A Yiwu, dans le Zhejiang, à 300 kilomètres au sud de Shanghai, un gigantesque marché aux exportations regroupe des milliers de vendeurs représentant des usines chinoises. Ye Jinju, une productrice de vis, raconte que quand ses contacts en Europe et aux EtatsUnis lui ont demandé de l’aide pour s’approvisionner en masques, en février, elle a décidé de les fabriquer elle-même. «J’ai une formation médicale, cela m’a permis d’avoir une licence rapidement.» Son père, agent immobilier pour l’industrie, avait des locaux disponibles. Elle achète des machines, transfère quelques dizaines d’employés de son usine de vis, et la production peut commencer. «En tout, cela nous a pris trois semaines à peu près», précise-t-elle fièrement.
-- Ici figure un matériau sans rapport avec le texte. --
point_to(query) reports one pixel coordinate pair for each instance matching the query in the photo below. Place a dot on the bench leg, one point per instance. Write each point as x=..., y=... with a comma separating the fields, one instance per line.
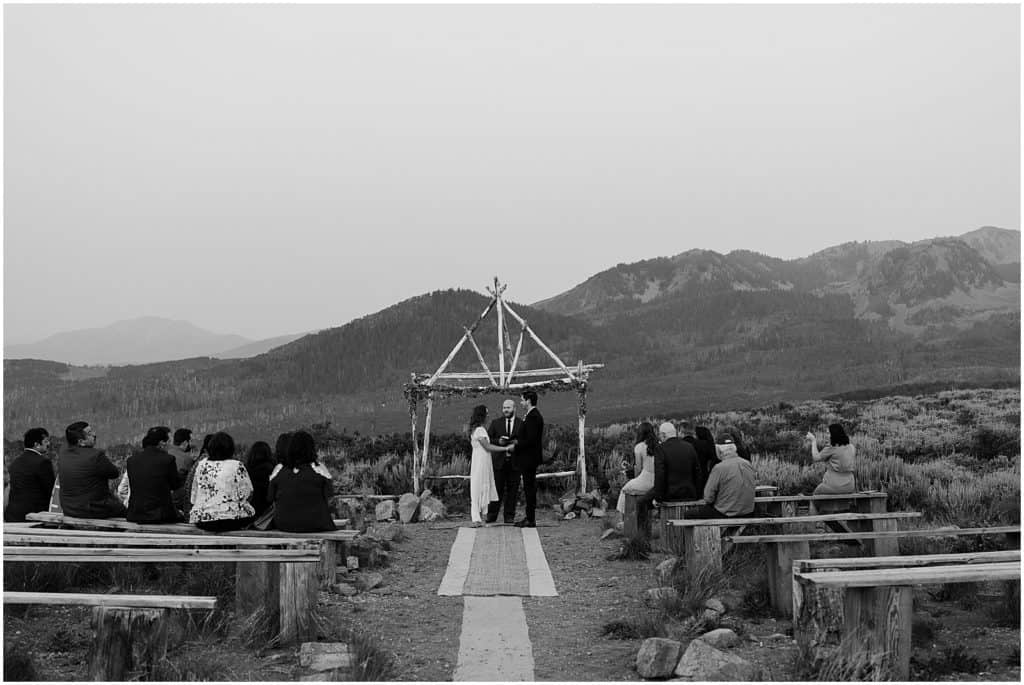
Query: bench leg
x=126, y=640
x=780, y=556
x=878, y=619
x=298, y=602
x=702, y=549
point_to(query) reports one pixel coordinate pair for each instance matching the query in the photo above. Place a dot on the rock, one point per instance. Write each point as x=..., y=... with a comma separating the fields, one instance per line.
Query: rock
x=721, y=638
x=657, y=657
x=370, y=581
x=705, y=662
x=666, y=568
x=409, y=507
x=657, y=595
x=385, y=510
x=325, y=655
x=344, y=589
x=715, y=605
x=431, y=509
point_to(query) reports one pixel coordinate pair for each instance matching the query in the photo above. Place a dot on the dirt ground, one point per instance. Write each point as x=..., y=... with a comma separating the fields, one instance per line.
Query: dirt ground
x=956, y=638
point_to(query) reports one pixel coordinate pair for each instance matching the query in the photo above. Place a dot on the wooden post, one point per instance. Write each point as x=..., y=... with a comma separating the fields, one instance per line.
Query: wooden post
x=298, y=602
x=702, y=548
x=878, y=621
x=780, y=556
x=126, y=640
x=582, y=458
x=413, y=411
x=426, y=442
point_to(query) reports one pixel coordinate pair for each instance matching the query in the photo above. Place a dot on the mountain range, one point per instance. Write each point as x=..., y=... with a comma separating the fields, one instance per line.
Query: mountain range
x=696, y=331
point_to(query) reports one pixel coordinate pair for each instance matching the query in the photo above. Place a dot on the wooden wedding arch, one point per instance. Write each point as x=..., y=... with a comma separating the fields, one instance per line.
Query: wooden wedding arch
x=424, y=388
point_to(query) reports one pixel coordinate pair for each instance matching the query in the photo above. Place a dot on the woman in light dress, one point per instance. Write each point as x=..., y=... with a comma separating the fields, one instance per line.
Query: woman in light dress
x=644, y=453
x=481, y=473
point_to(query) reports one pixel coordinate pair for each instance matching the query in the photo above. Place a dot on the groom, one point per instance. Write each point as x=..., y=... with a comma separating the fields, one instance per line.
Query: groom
x=526, y=457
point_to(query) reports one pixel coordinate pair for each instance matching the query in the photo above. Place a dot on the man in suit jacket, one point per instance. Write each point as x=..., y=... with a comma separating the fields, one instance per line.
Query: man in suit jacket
x=84, y=472
x=677, y=471
x=153, y=475
x=31, y=477
x=506, y=479
x=526, y=455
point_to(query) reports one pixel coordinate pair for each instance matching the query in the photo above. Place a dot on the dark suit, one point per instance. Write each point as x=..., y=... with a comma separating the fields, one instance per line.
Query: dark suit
x=677, y=472
x=84, y=474
x=31, y=484
x=153, y=474
x=526, y=456
x=506, y=478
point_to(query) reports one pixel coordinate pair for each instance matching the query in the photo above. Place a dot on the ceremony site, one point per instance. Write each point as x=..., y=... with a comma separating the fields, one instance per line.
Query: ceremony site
x=494, y=343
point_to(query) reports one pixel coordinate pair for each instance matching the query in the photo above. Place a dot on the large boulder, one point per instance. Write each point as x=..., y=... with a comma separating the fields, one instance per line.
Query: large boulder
x=657, y=657
x=431, y=509
x=721, y=638
x=385, y=510
x=701, y=661
x=409, y=507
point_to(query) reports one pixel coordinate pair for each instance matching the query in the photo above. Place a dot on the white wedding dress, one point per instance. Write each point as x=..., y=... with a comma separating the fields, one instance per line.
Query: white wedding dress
x=481, y=478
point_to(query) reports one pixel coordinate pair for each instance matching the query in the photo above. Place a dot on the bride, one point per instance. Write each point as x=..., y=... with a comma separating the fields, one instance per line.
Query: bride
x=481, y=474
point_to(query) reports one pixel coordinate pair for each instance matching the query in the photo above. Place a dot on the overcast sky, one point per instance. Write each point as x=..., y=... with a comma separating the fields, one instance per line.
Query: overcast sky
x=271, y=169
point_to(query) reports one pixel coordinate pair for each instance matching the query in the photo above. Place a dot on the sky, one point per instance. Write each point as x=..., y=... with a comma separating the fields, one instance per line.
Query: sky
x=273, y=169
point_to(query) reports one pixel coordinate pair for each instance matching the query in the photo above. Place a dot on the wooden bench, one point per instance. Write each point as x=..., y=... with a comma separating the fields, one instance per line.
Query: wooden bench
x=333, y=549
x=878, y=602
x=130, y=631
x=702, y=538
x=783, y=549
x=278, y=576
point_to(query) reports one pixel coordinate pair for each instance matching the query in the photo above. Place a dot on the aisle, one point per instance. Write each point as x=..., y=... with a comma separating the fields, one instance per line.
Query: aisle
x=494, y=568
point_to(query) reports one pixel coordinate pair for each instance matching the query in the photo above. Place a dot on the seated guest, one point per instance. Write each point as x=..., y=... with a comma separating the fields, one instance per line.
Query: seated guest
x=301, y=488
x=221, y=488
x=31, y=477
x=840, y=462
x=153, y=475
x=259, y=464
x=677, y=474
x=183, y=459
x=705, y=444
x=84, y=472
x=644, y=452
x=729, y=490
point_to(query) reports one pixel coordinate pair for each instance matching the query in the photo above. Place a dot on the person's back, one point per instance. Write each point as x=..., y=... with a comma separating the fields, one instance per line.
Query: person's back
x=730, y=486
x=300, y=496
x=153, y=474
x=677, y=473
x=85, y=473
x=31, y=483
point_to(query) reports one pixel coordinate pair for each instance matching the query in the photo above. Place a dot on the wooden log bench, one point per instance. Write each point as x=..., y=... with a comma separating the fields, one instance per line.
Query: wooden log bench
x=782, y=550
x=702, y=537
x=281, y=582
x=130, y=631
x=333, y=549
x=878, y=603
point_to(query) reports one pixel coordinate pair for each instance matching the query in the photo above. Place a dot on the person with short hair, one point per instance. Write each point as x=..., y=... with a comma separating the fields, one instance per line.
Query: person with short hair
x=677, y=473
x=32, y=477
x=840, y=460
x=220, y=488
x=729, y=490
x=301, y=489
x=84, y=472
x=180, y=450
x=527, y=454
x=153, y=476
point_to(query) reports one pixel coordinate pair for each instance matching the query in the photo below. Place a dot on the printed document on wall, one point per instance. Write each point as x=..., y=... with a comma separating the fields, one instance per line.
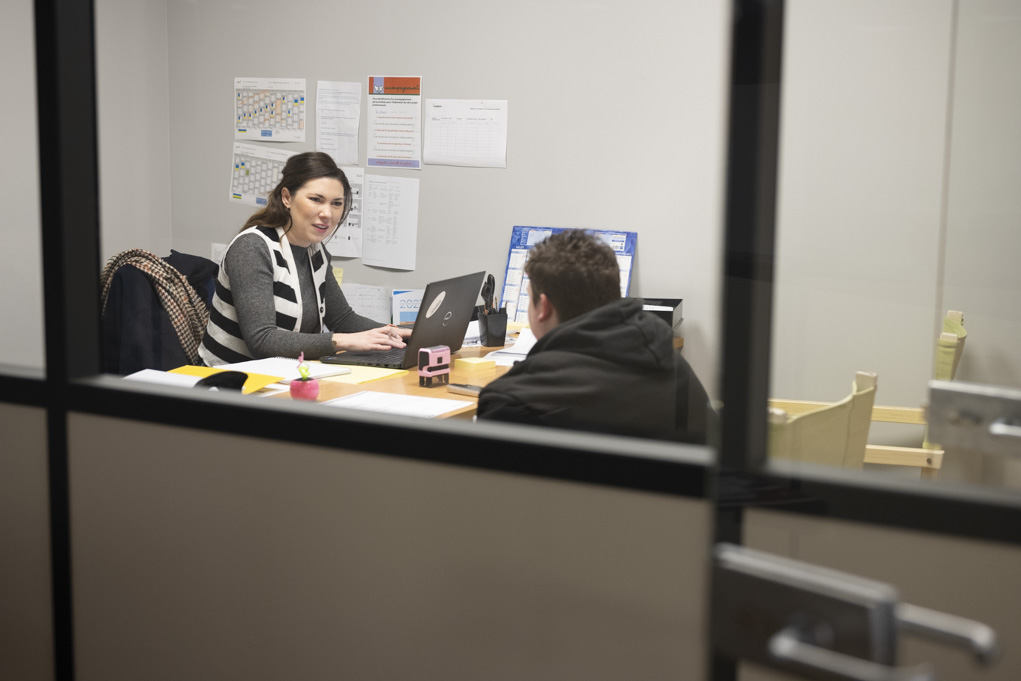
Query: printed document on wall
x=338, y=110
x=390, y=222
x=347, y=241
x=270, y=109
x=395, y=122
x=467, y=132
x=371, y=301
x=256, y=171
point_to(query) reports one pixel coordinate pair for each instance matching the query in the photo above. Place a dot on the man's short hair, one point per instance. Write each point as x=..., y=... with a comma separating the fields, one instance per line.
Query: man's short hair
x=577, y=271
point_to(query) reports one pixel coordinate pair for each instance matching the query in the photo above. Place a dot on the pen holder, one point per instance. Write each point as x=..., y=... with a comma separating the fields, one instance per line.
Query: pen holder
x=493, y=328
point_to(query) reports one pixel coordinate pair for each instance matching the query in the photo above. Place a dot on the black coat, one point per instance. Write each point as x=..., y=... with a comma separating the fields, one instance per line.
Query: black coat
x=137, y=331
x=613, y=370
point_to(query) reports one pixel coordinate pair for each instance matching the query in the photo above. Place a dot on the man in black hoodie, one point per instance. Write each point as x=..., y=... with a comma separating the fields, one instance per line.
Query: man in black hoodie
x=600, y=362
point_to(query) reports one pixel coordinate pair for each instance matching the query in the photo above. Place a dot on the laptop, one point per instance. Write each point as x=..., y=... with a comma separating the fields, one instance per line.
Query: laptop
x=443, y=317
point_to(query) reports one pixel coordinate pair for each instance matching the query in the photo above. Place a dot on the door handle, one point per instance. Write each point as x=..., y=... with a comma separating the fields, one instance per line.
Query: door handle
x=1005, y=428
x=975, y=636
x=787, y=646
x=822, y=623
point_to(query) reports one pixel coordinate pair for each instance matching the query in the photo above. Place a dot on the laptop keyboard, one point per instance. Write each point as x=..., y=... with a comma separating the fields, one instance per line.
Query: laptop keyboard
x=391, y=357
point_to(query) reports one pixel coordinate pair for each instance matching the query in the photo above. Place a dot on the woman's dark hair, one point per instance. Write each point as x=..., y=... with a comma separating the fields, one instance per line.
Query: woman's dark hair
x=297, y=171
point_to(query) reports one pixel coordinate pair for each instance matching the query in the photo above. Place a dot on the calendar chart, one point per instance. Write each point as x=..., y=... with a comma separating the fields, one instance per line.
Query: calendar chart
x=270, y=109
x=255, y=172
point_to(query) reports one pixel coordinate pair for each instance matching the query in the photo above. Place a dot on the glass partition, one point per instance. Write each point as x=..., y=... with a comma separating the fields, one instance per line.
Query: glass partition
x=896, y=230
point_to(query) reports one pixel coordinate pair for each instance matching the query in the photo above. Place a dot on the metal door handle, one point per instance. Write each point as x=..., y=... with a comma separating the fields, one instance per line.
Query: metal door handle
x=1005, y=428
x=979, y=638
x=788, y=647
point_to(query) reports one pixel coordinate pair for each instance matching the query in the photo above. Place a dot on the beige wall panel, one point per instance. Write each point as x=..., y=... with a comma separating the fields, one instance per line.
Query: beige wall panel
x=200, y=555
x=26, y=603
x=863, y=142
x=21, y=275
x=983, y=237
x=980, y=580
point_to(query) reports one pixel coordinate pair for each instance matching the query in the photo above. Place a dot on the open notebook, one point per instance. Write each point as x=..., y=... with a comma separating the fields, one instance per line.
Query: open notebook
x=285, y=368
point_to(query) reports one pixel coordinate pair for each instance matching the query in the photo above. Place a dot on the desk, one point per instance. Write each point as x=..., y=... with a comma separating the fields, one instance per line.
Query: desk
x=407, y=384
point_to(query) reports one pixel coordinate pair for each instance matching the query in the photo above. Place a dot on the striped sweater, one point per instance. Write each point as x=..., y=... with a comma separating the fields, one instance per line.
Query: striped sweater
x=223, y=342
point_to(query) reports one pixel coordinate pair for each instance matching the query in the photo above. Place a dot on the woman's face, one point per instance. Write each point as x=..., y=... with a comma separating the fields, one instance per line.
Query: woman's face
x=315, y=210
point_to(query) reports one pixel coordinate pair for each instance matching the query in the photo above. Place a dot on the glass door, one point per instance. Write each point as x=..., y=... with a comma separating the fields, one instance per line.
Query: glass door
x=877, y=257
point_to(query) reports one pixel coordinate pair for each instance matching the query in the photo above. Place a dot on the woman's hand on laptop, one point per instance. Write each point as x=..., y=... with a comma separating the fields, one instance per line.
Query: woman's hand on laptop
x=383, y=338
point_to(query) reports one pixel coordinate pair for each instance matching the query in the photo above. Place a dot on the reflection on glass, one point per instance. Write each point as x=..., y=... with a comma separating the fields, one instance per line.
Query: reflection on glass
x=896, y=229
Une consommation portée par le luxe
La consommation, en revanche, a peiné à repartir. Elle finit l’année en hausse de 4,6% en décembre comparé à la fin de 2019. Un chiffre encourageant, mais encore loin d’un retour à la normale puisque les ventes au détail avaient progressé de 8% en 2019. Une situation qui reflète les priorités de Pékin: l’essentiel des mesures de stimulus (investissements publics dans les infrastructures et taux d’intérêt bas) ont été en faveur des entreprises, et pas des ménages.
Là encore, il s’agit d’une reprise à deux vitesses. Les ventes de produits de luxe se sont envolées cette année avec une hausse de 48% des ventes en 2020, à 346 milliards de yuans (47 milliards de francs), estime un rapport du cabinet de conseil Bain & Company, publié le 16 décembre 2020. Dans ce contexte, la Chine est devenue le premier marché du monde pour les montres suisses, devant les EtatsUnis et Hongkong. Une explosion des ventes à relativiser, puisque beaucoup de clients fortunés achètent désormais leurs montres en Chine, faute de pouvoir voyager à Genève, Paris, ou New York pour faire leurs emplettes.
Endettement en progression
Si les riches ne se sont pas privés de consommer, grâce à la progression des prix de l’immobilier et des actifs, notamment boursiers (l’indice CSI 300 des principaux titres chinois a gagné 30% sur l’année), le reste de la population n’a vu ses revenus augmenter que de 1,2%, soit moitié moins que la croissance. Par ailleurs, la reprise, tirée par l’investissement en infrastructures, s’est ressentie sur l’endettement, qui progresse de 25% en 2020 pour atteindre 290% du PIB.
Une tendance à rebours des efforts des autorités pour limiter l’endettement et lutter contre les risques financiers ces dernières années. «On verra sans doute une inversion cette année, la consommation et les investissements privés devraient représenter l’essentiel de la croissance, a estimé sur Twitter Michael Pettis, professeur de finance à l’Université de Pékin. Cela dépendra si Pékin se satisfait de 6-7% de croissance du PIB ou si les autorités demandent plus.» Le FMI et la Banque mondiale prédisent à la Chine une croissance de 7,9% en 2021.